This is the Henry Kissinger that I knew and will remember
Even up until his final moments, world leaders would seek Henry Kissinger’s counsel. His legacy may be complex, but his deep knowledge of the 20th century was simply unrivalled. His death is a huge loss, writes Jon Sopel
“Jon, just a heads up. Henry may not be able to make Paris next week, so we might have to change things around a bit for you.” That was the call I got a month ago. I couldn’t believe it. Henry, not there? Unthinkable. But why was I in any way surprised? He was 100 years old after all, and he wasn’t going to go on for ever.
There is a discreet, private conference that I have been involved with for the past dozen or so years. The cast list attending is invariably sparkling. The CEOs of the world’s biggest companies, the innovators who are going to shape the next century, and Henry Kissinger – who was the walking, talking encyclopedia of the last umpteen decades.

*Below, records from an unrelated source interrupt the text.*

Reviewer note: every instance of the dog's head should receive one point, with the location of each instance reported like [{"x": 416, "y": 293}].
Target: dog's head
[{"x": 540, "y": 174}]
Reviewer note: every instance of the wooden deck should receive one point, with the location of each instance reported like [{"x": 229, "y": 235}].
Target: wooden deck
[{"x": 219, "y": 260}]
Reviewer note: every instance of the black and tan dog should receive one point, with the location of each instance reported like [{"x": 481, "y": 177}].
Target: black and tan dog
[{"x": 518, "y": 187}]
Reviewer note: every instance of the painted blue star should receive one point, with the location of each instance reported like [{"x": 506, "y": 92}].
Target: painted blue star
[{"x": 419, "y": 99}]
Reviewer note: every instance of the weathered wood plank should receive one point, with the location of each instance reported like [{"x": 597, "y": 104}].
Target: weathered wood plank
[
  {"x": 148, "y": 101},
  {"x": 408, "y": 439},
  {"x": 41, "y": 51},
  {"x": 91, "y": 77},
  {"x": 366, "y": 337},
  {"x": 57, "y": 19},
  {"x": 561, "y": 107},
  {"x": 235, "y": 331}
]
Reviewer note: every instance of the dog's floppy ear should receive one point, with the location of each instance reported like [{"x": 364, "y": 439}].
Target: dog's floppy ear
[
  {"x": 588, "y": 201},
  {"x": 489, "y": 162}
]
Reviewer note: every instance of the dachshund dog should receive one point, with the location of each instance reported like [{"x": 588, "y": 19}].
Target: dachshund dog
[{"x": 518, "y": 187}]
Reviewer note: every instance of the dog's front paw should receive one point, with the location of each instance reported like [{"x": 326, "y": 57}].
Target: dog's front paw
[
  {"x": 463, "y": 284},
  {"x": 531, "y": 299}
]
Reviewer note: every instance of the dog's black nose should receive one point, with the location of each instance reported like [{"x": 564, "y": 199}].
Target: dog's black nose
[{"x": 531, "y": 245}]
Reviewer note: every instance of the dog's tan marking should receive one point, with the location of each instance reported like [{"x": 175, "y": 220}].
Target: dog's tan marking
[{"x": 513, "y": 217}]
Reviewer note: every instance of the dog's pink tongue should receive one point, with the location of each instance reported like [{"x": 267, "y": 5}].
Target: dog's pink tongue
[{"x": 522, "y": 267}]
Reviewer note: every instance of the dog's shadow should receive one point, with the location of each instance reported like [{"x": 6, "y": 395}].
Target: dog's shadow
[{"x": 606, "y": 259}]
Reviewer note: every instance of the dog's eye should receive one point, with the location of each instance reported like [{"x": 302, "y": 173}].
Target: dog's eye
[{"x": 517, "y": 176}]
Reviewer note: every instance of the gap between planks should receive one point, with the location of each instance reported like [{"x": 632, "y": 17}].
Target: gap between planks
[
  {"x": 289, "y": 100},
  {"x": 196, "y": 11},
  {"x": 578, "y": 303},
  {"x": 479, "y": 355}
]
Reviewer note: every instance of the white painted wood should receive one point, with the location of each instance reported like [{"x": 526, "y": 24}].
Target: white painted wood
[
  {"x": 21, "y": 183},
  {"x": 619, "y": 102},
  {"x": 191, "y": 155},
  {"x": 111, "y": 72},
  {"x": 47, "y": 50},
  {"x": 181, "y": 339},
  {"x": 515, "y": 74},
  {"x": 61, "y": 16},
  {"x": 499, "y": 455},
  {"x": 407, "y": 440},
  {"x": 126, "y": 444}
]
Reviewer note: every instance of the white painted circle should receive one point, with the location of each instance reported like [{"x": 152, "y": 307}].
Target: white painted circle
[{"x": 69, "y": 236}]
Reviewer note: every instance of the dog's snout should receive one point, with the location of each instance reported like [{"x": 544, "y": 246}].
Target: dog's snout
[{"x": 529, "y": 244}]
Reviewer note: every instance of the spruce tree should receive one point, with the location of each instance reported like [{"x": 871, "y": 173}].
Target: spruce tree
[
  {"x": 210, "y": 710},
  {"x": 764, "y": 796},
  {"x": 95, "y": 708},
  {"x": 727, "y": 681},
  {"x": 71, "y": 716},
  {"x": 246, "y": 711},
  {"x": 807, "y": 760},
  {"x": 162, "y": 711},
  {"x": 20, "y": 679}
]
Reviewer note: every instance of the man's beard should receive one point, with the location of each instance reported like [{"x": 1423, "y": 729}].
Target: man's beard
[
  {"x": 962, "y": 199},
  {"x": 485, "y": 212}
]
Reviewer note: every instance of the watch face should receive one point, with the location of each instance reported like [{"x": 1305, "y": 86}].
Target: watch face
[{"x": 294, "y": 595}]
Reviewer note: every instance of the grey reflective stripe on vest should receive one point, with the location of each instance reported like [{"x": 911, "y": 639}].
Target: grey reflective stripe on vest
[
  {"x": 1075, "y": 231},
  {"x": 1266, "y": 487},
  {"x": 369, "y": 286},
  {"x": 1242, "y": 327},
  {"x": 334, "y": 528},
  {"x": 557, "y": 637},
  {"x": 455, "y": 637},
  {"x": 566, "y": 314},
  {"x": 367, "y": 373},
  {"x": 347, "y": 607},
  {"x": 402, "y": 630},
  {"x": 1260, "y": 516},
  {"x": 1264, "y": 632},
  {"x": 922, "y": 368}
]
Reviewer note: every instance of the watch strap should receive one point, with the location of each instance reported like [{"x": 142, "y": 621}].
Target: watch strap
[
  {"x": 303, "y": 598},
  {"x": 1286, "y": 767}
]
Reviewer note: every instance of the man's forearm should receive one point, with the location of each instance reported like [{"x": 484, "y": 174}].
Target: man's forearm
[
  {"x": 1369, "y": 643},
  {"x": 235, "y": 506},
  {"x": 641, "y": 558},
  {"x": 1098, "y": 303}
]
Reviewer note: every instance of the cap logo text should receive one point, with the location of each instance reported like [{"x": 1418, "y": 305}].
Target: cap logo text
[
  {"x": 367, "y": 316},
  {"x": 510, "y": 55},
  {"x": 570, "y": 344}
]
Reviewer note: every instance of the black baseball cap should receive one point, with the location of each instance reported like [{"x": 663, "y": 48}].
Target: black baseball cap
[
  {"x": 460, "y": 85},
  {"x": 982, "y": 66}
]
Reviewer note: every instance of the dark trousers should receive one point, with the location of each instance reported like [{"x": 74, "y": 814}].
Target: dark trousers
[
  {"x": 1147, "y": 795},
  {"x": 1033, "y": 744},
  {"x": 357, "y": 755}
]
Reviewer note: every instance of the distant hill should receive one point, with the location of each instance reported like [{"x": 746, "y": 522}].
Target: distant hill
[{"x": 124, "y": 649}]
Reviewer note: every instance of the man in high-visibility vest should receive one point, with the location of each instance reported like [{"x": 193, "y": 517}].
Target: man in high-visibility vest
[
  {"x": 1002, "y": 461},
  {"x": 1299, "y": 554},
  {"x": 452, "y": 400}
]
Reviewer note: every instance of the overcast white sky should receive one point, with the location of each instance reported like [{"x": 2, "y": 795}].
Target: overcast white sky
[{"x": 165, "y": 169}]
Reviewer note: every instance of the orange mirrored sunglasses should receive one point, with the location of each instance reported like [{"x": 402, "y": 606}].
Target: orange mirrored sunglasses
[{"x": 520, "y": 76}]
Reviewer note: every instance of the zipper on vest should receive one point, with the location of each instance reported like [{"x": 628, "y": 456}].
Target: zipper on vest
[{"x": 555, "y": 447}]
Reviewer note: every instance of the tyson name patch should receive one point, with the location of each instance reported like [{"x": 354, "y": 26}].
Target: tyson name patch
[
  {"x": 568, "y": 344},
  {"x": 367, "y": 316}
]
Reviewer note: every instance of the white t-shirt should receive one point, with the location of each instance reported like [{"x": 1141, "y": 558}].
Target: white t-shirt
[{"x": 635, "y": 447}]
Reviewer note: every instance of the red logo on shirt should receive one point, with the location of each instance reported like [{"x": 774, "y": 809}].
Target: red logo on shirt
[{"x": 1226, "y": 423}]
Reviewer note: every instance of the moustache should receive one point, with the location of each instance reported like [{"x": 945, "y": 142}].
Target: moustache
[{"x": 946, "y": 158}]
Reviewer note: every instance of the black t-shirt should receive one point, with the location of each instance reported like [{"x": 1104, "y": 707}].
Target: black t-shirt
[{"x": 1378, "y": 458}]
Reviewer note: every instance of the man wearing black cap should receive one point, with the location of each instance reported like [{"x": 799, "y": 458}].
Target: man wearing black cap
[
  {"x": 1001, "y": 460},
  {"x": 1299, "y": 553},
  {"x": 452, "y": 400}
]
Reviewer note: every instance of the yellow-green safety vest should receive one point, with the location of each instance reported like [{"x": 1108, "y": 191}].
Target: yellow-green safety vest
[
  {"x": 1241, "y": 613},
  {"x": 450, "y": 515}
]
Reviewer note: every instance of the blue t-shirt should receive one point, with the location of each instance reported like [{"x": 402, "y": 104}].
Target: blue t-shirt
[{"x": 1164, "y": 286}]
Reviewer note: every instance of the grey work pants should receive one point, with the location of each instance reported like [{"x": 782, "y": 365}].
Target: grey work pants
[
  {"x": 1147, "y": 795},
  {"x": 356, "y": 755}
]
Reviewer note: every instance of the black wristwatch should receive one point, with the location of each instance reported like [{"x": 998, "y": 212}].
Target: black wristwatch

I mean, when he was born in 1923 the ink was still drying on the Treaty of Versailles (well, more or less); he was born into Weimar Germany – the Bavarian accent was one he would never lose. He fled the Nazis and ended up in America. An academic who rose to high office – the very embodiment of the American dream. And as America’s top diplomat to Richard Nixon and Gerald Ford and adviser to 10 other presidents (a little over a quarter of the total in the history of the country) when he spoke, you listened.